Honoring the fallen, here and over there

Posted

According to official reports, six American soldiers were killed during the first two weeks of this month in Afghanistan, casualties of Operation Enduring Freedom. They were:


May 2: Sgt. Ralph Mena, 27, Hutchinson, Kan., Army 72nd Expeditionary Signal Battalion.

May 2: Master Sgt. Mark W. Coleman, 40, Centerville, Wash., Army Special Forces.

May 3: Airman 1st Class Austin H. Gates Benson, 26, Hellertown, Pa.

May 12: Cpl. Jeffrey Johnson, 21, Tomball, Texas, Third Battalion, First Marine Regiment, First Marine Division, First Marine Expeditionary Force.

May 12: Sgt. Joshua D. Desforges, 23, Ludlow, Mass., First Battalion, Sixth Marine Regiment, Second Marine Division, II Marine Expeditionary Force.

May 12: Sgt. Donald J. Lamar II, 23, Fredericksburg, Va., First Battalion, Second Marine Regiment, Second Marine Division, II Marine Expeditionary Force.

Several died in explosions triggered by improvised explosive devices; one was fatally injured in an accident. Two died “while supporting combat operations” in Helmand Province.

These young soldiers, so far from home, so far from mothers and fathers and sisters and brothers, died during a month in which Gen. Stanley McChrystal, commander of U.S. and NATO forces in Afghanistan, said that although progress is being made, “Nobody is winning at this point.”
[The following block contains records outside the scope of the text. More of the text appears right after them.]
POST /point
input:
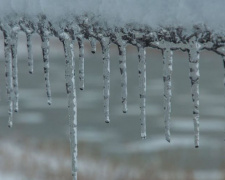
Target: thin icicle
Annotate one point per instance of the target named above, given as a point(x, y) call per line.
point(8, 76)
point(167, 72)
point(224, 69)
point(15, 70)
point(106, 76)
point(142, 88)
point(30, 54)
point(45, 52)
point(72, 101)
point(194, 77)
point(81, 62)
point(93, 45)
point(123, 72)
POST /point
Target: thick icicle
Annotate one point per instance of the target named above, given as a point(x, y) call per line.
point(8, 76)
point(142, 88)
point(167, 72)
point(72, 101)
point(15, 70)
point(93, 45)
point(81, 62)
point(106, 76)
point(123, 72)
point(45, 52)
point(194, 77)
point(30, 54)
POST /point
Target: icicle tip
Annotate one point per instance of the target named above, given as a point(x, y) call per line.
point(49, 102)
point(107, 121)
point(10, 124)
point(143, 136)
point(168, 140)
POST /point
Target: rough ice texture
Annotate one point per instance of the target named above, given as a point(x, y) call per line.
point(153, 13)
point(167, 25)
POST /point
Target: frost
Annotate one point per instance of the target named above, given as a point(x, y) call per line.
point(69, 28)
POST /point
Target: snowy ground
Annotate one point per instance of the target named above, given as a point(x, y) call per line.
point(37, 147)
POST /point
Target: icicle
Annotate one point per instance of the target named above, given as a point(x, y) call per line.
point(93, 45)
point(194, 77)
point(8, 75)
point(142, 88)
point(72, 101)
point(30, 54)
point(81, 62)
point(224, 69)
point(45, 52)
point(167, 72)
point(15, 70)
point(106, 76)
point(123, 72)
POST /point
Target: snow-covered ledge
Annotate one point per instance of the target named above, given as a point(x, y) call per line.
point(165, 25)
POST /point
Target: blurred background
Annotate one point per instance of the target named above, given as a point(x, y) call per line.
point(37, 147)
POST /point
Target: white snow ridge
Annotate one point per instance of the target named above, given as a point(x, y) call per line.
point(168, 25)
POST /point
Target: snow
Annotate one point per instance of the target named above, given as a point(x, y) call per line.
point(150, 12)
point(195, 25)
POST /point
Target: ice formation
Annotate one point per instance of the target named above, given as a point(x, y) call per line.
point(109, 22)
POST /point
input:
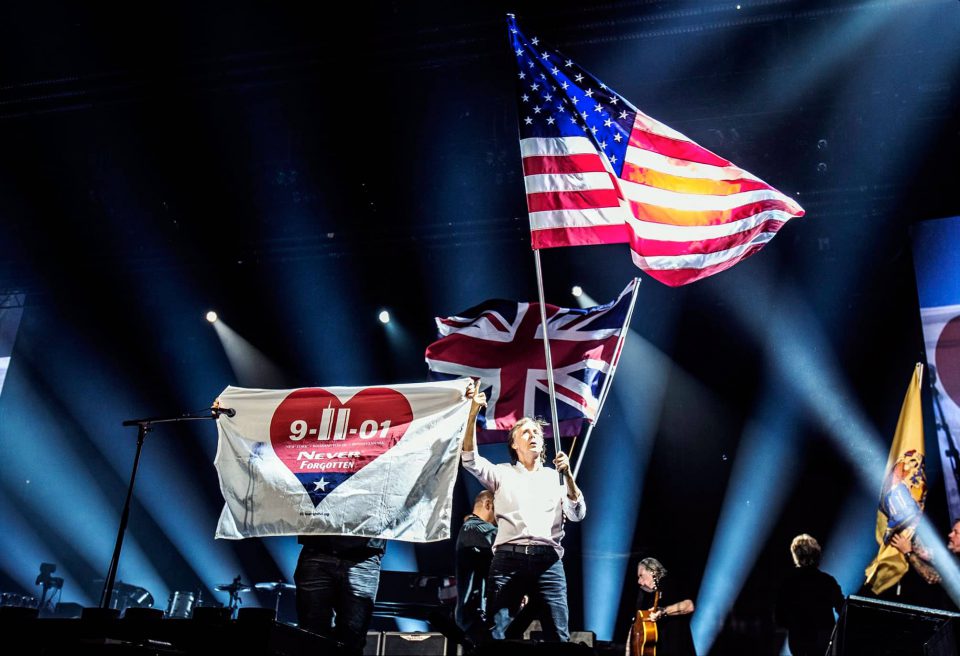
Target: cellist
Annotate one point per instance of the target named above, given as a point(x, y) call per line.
point(670, 634)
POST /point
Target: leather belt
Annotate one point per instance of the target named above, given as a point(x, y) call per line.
point(527, 549)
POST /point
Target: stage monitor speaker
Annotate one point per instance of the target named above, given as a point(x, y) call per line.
point(372, 646)
point(884, 628)
point(401, 643)
point(534, 648)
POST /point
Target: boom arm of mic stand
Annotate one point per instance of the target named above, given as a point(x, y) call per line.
point(144, 426)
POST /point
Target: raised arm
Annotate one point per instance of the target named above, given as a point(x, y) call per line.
point(473, 462)
point(905, 545)
point(478, 400)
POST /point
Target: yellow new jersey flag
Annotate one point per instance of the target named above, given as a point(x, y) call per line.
point(903, 492)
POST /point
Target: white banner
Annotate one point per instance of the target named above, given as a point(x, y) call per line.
point(375, 462)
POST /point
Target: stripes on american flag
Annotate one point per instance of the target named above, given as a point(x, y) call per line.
point(599, 171)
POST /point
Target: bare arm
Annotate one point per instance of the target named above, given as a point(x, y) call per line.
point(923, 567)
point(479, 400)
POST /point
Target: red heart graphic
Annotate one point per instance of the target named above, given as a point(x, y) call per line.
point(323, 442)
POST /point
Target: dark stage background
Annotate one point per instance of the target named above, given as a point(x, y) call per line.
point(298, 169)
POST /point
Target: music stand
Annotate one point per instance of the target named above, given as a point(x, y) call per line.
point(144, 427)
point(278, 587)
point(234, 589)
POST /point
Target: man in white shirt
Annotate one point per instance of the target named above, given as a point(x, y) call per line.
point(531, 503)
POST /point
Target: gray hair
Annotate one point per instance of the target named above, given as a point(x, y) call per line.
point(805, 551)
point(513, 431)
point(655, 567)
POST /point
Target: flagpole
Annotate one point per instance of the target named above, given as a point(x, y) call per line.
point(546, 350)
point(608, 381)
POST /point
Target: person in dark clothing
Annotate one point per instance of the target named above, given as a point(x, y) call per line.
point(337, 579)
point(807, 600)
point(673, 611)
point(922, 584)
point(473, 556)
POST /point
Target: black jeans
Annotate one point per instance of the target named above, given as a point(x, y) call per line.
point(335, 596)
point(539, 575)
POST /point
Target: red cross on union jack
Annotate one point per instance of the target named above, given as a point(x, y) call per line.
point(501, 342)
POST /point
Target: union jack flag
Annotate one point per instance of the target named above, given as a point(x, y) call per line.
point(597, 170)
point(501, 343)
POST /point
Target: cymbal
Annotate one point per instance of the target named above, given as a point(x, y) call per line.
point(275, 585)
point(233, 587)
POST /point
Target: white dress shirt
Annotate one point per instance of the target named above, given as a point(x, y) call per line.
point(530, 505)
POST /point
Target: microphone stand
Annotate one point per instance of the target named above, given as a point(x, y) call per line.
point(144, 427)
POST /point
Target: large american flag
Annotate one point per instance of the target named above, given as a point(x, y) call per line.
point(501, 342)
point(599, 171)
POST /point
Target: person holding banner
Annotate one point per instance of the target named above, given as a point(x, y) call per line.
point(531, 505)
point(337, 577)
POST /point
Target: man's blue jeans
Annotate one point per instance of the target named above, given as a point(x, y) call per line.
point(538, 574)
point(335, 596)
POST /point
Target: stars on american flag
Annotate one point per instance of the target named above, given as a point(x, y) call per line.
point(553, 88)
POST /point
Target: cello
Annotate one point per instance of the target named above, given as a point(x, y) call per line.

These fallen soldiers join more than 4,000 other young men and women who have died in Iraq and more than 1,000 who have died so far in Afghanistan. They left families and jobs and all the joys and sorrows that comprise a 20-year-old’s life to do their duty, to take up a fight they were told was just and necessary.

Since this country launched its attack against Iraq in March 2003, more than seven years ago, we have reaped what we have sown: violent death and unending grief. Now we are engaged in a second war in Afghanistan, recently ratcheted up with additional forces and focus. How can we know that this new front is any more necessary or potentially successful than the war in Iraq?